Data

This section explains how to use data in a Pipeline, including external Data Assets, and how to remove or replace data.

Adding Data to a Pipeline

You can add data to your Pipeline by attaching a Data Asset from the Manage Data Assets button next to the /data folder or uploading data.

Once your data are in the File Tree system, you can drag and drop the folder into the Pipeline editor and connect it to a Capsule.

Uploaded (local) data files must be placed inside a folder before they can be dropped into the Pipeline editor. Using local files will increase run time compared to internal Data Assets. It is best practice to use Data Assets instead of local files because using Data Assets allows the same Data Asset to be easily reused in multiple Pipelines and Capsules, and enhances reproducibility by ensuring an accurate Lineage Graph.

The Pipeline will only use data that is dragged onto the Pipeline editor and connected to a Capsule.

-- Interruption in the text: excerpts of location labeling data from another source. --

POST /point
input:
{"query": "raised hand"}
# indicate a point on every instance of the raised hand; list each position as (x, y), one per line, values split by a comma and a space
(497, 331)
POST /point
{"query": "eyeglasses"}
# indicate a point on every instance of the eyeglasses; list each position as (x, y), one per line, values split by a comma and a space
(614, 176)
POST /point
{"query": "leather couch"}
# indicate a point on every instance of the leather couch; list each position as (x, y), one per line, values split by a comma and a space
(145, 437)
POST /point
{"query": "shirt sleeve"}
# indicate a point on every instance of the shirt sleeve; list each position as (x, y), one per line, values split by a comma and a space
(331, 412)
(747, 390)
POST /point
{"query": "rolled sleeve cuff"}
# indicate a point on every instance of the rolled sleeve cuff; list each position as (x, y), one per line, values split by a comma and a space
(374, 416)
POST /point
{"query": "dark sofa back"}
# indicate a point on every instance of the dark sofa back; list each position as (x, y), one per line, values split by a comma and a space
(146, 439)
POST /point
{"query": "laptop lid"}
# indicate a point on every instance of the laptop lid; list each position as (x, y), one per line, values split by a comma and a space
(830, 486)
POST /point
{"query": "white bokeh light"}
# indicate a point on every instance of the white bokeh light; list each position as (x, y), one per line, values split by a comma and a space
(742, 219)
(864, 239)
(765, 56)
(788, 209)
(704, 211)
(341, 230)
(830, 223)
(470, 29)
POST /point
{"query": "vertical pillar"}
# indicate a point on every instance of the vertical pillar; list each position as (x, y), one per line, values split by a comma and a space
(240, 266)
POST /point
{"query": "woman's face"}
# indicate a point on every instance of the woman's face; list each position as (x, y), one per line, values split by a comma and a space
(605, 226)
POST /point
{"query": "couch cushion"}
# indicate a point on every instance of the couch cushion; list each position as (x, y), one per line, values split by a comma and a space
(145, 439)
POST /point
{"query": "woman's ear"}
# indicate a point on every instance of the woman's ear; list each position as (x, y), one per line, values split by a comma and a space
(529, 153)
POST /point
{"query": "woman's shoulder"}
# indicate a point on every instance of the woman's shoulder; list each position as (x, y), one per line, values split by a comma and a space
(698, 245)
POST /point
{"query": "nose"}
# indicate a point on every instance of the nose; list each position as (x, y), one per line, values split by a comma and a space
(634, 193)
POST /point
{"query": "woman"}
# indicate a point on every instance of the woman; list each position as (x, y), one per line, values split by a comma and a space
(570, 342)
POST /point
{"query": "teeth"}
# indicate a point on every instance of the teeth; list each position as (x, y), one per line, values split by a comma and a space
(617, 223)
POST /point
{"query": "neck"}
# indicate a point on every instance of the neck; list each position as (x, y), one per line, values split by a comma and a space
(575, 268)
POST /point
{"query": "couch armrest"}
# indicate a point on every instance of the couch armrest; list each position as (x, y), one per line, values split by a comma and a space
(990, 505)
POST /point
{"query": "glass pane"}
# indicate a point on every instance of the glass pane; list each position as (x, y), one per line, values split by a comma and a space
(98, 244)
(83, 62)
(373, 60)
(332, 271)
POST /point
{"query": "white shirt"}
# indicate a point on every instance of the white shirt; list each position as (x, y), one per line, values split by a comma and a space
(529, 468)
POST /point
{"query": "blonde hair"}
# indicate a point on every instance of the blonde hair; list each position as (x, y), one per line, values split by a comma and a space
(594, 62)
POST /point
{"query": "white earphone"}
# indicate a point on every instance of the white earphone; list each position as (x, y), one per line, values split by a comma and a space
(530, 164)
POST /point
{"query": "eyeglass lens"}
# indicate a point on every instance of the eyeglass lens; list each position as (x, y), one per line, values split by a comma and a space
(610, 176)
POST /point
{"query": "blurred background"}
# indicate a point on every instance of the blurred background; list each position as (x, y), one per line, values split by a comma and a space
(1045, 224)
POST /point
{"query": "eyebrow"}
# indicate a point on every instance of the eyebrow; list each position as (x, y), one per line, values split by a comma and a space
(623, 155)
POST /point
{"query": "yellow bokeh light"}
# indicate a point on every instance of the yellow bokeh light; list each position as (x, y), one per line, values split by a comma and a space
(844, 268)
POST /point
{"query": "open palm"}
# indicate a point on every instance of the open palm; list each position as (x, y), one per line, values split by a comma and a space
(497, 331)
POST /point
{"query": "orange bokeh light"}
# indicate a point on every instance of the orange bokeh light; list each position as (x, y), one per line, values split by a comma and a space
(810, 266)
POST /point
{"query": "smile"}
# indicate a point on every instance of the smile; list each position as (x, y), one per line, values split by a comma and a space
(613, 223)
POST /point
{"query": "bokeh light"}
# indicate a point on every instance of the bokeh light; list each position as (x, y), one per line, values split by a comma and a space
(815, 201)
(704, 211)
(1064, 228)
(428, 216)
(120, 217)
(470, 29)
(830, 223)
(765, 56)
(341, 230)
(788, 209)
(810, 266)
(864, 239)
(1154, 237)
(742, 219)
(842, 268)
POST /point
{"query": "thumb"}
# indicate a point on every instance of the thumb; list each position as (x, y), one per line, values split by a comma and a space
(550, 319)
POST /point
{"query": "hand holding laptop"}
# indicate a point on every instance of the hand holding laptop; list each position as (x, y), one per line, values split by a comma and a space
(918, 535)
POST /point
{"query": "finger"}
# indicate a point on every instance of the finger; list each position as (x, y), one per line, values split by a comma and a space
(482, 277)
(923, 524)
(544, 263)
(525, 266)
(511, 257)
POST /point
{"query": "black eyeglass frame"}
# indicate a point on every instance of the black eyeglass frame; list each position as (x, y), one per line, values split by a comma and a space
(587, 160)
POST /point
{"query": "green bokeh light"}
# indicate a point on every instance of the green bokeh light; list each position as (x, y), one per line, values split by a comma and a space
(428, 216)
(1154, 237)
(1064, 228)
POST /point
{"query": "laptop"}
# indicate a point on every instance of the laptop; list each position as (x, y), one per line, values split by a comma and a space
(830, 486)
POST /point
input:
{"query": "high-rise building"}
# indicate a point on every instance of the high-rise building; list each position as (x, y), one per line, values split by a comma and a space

Removing or Replacing Data from a Pipeline

The replace feature can be used to substitute a Data Asset while maintaining all connections and mappings.

Data Assets must be attached to the Pipeline's /data folder to appear in the Replace Data menu.

Using External or Combined Data Assets

External Data Assets and Combined Data Assets can be used in a Pipeline. To use Data Assets linked to an AWS S3 bucket, a custom IAM role must be selected in the Pipeline Settings menu, regardless of whether the S3 bucket is private or public. See Pipeline Settings for more information.